Viver requer medir as consequências dos sonhos. Não vivemos sem sonhar, isso é o que nos impulsiona na vida. E às vezes sua realização sofre revés à revelia. Einstein não desejou a bomba atômica. Alguém achou que as telhas que nos abrigariam seriam bem-vindas com amianto. O mesmo pensamento de quem usou o elemento para proteção térmica e acústica do corpo do porta-aviões moribundo.
Mas outras vezes há como avaliar consequência e não o fazemos por pura ganância e soberba. E aí então prejudicamos o mundo. O mundo que herdamos ao nascer e para o qual temos o dever de deixar como legado no mínimo igual ao que recebemos, se não melhor, para nossos filhos.

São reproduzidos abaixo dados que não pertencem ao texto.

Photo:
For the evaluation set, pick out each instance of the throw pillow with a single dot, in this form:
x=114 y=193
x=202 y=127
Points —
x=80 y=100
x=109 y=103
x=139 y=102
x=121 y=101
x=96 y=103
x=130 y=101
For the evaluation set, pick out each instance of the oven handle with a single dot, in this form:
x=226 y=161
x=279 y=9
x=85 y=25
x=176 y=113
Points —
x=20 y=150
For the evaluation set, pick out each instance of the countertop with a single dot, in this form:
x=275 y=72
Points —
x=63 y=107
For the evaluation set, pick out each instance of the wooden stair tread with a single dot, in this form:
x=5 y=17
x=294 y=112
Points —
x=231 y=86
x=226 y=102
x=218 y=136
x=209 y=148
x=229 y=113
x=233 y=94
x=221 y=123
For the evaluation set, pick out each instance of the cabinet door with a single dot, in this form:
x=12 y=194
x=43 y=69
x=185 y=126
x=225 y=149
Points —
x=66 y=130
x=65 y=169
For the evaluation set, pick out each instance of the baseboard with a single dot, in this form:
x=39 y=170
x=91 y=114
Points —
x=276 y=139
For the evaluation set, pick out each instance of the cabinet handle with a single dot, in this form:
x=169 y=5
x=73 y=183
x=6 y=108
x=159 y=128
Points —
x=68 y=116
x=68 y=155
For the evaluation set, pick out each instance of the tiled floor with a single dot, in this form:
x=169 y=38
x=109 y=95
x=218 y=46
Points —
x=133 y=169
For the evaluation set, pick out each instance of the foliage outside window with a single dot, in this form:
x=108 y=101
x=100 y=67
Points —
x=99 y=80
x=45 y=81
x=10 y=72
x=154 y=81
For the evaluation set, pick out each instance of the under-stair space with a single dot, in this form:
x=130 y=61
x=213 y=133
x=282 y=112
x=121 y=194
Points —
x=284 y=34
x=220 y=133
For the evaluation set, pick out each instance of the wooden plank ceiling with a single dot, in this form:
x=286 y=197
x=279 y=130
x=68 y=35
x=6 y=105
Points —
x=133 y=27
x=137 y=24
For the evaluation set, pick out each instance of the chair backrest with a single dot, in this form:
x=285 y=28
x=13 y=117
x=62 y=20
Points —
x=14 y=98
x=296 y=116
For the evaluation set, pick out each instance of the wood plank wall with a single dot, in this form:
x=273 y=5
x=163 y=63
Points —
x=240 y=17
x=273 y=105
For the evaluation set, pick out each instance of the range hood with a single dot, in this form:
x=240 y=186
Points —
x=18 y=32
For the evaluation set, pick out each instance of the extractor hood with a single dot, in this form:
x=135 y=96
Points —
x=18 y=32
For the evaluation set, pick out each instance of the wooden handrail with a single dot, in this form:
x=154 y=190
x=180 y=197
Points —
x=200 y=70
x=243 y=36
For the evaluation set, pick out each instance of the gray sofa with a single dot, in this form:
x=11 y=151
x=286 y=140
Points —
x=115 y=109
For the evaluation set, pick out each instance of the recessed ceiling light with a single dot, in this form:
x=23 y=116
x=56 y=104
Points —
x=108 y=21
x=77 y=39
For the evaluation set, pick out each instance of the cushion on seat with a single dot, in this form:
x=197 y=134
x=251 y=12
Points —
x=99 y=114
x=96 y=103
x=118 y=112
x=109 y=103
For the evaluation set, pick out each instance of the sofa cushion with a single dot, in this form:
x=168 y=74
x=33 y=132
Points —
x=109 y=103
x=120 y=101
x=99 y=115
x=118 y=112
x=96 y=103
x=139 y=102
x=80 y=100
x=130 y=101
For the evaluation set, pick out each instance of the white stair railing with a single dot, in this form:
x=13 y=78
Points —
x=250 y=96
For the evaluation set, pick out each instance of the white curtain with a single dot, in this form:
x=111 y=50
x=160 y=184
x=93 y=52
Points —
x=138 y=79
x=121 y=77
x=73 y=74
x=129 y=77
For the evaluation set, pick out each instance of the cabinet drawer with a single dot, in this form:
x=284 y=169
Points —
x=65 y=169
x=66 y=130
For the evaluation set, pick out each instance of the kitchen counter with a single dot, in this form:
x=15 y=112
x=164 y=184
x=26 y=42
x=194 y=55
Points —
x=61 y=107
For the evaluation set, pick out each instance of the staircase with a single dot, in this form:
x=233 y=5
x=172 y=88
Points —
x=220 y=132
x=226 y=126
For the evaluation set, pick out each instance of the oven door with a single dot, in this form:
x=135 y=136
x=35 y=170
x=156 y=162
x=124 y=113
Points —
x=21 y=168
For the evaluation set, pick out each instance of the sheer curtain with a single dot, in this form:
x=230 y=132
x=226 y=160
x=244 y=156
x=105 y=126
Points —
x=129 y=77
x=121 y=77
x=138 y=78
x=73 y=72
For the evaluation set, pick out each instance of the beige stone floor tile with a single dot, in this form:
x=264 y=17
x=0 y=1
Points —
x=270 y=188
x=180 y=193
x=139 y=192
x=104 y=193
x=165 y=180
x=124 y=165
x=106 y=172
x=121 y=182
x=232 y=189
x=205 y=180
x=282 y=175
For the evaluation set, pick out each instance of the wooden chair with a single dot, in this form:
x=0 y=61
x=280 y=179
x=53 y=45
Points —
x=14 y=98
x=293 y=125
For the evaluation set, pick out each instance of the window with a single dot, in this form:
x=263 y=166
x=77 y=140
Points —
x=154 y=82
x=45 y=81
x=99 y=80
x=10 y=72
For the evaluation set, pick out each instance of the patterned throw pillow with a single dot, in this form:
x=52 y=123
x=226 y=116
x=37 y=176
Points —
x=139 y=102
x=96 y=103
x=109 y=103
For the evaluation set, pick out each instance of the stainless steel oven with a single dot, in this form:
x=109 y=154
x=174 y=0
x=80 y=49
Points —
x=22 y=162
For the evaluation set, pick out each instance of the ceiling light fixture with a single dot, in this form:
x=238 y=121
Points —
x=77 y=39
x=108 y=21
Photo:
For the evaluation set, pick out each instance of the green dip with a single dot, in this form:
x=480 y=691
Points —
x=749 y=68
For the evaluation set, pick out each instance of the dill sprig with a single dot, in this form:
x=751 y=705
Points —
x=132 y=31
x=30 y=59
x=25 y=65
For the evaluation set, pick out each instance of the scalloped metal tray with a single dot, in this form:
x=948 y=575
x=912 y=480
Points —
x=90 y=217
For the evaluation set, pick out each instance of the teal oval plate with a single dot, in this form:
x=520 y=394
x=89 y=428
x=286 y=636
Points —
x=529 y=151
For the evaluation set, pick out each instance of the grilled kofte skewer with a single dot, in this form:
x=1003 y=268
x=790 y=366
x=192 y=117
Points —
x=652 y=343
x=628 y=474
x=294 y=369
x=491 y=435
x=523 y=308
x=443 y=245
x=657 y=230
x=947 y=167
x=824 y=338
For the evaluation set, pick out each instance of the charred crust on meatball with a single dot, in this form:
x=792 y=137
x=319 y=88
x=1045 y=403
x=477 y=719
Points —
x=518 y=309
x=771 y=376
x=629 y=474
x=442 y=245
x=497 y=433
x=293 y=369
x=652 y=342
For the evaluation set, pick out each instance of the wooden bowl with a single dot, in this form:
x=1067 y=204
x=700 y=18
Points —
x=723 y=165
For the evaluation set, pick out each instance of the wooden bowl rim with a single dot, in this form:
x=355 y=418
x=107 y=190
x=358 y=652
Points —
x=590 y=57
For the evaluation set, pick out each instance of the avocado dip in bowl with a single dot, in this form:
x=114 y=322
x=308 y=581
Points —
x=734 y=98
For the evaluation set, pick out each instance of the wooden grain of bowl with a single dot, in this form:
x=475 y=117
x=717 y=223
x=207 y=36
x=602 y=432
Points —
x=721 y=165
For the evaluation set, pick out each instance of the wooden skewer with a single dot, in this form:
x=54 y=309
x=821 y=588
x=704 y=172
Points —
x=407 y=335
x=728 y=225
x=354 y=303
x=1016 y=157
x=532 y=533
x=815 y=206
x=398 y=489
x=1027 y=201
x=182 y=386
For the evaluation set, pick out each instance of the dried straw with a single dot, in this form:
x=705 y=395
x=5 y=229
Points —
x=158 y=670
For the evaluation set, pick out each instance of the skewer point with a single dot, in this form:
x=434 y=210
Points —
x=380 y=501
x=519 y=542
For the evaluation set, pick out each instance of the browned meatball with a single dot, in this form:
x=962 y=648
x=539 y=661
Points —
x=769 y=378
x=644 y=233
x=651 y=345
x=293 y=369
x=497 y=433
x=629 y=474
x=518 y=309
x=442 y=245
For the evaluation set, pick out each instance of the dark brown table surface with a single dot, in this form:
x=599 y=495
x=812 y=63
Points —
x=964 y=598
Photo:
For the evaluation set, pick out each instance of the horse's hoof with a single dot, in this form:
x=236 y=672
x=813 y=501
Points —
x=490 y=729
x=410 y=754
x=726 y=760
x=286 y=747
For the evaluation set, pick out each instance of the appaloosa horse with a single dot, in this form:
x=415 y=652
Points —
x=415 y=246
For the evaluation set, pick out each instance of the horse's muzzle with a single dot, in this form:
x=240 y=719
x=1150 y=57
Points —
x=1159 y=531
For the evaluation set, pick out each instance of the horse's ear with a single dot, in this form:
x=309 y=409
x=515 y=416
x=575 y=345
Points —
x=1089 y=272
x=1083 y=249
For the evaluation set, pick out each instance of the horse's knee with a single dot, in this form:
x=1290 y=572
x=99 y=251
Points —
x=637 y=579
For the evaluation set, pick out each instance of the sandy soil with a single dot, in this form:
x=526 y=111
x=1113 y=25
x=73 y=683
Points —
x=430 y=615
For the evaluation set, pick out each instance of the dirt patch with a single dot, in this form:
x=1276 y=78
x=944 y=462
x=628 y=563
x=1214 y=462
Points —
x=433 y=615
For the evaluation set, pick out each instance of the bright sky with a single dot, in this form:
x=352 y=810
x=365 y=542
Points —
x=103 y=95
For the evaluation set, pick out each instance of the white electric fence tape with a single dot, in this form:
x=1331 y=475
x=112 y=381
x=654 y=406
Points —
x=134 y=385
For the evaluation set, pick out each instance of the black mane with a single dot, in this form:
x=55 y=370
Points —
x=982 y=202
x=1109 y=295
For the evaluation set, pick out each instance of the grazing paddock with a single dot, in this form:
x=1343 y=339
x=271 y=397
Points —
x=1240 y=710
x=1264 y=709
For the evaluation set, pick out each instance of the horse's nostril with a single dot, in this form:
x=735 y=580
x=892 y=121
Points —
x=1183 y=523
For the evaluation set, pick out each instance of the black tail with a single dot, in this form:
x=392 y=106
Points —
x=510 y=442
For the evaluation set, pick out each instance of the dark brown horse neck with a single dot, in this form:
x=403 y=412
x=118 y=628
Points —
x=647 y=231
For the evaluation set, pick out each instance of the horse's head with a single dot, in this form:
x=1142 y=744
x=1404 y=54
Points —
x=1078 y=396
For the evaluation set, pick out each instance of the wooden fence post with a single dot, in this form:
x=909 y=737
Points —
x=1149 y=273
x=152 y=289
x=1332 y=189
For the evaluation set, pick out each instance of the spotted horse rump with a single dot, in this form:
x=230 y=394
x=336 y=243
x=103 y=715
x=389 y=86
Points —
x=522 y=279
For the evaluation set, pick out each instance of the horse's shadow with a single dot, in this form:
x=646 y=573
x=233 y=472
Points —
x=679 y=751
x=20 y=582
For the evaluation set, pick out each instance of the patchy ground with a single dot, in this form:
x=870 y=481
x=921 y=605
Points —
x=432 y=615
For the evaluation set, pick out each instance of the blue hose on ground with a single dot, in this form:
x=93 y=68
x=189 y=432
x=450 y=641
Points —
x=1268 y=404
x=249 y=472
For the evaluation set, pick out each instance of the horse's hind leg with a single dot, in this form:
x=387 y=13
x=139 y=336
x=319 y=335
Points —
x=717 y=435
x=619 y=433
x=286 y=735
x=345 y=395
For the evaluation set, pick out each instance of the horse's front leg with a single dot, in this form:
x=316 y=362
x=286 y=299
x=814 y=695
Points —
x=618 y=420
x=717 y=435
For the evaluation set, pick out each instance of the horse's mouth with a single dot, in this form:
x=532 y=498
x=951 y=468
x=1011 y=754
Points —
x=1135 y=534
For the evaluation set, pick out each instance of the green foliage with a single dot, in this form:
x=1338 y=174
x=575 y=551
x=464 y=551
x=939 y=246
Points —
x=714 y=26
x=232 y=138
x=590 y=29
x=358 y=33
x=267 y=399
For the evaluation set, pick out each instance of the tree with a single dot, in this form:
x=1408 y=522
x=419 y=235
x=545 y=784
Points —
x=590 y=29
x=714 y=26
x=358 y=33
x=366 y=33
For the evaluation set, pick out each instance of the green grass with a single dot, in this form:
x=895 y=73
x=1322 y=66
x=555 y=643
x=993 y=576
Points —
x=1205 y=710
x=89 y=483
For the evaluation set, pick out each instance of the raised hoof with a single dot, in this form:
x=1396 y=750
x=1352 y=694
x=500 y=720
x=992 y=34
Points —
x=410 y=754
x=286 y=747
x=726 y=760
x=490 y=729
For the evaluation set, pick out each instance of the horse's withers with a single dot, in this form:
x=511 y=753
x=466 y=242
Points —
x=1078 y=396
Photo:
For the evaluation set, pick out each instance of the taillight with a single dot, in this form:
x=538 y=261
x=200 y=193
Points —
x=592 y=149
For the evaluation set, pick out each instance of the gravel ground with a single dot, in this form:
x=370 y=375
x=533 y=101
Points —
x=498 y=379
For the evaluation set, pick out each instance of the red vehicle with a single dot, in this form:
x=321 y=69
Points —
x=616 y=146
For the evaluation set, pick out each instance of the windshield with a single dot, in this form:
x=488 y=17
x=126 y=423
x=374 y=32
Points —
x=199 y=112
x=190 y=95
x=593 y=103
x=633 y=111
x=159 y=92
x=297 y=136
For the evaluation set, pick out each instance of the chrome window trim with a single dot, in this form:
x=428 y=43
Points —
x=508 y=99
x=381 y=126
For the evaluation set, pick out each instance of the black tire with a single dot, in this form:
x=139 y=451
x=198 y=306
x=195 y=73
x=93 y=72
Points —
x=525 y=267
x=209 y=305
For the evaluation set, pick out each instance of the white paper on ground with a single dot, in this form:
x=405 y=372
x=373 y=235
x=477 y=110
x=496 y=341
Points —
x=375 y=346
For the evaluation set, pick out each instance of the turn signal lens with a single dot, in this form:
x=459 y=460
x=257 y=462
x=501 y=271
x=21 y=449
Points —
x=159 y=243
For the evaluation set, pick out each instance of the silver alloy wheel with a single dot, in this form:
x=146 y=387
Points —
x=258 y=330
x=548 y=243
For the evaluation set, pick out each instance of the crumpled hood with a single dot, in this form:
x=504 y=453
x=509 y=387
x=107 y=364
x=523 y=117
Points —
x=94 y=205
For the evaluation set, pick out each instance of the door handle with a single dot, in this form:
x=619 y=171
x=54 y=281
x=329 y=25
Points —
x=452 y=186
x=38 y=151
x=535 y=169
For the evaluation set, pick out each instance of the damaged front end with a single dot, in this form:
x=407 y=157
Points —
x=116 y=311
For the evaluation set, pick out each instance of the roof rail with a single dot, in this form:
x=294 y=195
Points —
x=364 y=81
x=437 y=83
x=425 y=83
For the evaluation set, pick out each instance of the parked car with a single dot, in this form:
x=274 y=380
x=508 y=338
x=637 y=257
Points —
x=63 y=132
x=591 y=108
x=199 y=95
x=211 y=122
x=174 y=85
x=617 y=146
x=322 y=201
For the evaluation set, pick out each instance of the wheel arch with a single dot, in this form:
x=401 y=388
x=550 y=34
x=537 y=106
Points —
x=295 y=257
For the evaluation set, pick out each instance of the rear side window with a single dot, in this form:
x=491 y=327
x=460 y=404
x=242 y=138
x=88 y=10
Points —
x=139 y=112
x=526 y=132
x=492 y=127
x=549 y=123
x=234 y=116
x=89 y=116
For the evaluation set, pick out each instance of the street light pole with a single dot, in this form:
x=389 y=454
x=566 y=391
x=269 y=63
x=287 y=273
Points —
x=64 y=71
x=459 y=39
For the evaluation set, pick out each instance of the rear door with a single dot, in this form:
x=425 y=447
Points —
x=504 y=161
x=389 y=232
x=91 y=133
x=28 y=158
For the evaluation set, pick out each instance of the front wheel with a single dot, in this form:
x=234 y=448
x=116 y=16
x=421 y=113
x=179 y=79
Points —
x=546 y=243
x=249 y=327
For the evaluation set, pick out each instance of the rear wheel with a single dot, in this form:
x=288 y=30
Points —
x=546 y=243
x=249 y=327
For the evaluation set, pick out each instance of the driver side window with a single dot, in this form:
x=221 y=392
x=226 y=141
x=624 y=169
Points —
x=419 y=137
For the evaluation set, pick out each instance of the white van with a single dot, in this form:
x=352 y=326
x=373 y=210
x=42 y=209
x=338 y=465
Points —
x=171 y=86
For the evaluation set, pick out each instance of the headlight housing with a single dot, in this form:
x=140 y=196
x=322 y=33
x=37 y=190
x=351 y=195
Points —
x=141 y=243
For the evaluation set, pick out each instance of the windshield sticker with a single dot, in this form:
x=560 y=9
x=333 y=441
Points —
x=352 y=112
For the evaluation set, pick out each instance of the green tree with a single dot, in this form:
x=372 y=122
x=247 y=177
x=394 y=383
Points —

O possível fim do São Paulo é simbólico. Planejaram afundá-lo a 200 quilômetros da costa. Nada mais do que a eutanásia para aquele que um dia nasceu para nos defender sem que se pensasse no tamanho da sua cova, tampouco no perigo que traria seu chorume ao fundo do mar.
Produzimos muitos restos a sufocarem o planeta. Nesses casos, são restos do gigantismo que, com amianto ou sem, ficam esfacelados como herança por pensarmos desmedidamente no cada vez maior. Nossos sonhos não sabem quando parar. E agimos varrendo as consequências debaixo do tapete. Neste caso é a insensatez varrida para longe das nossas vistas e a repousar agora no fundo do oceano.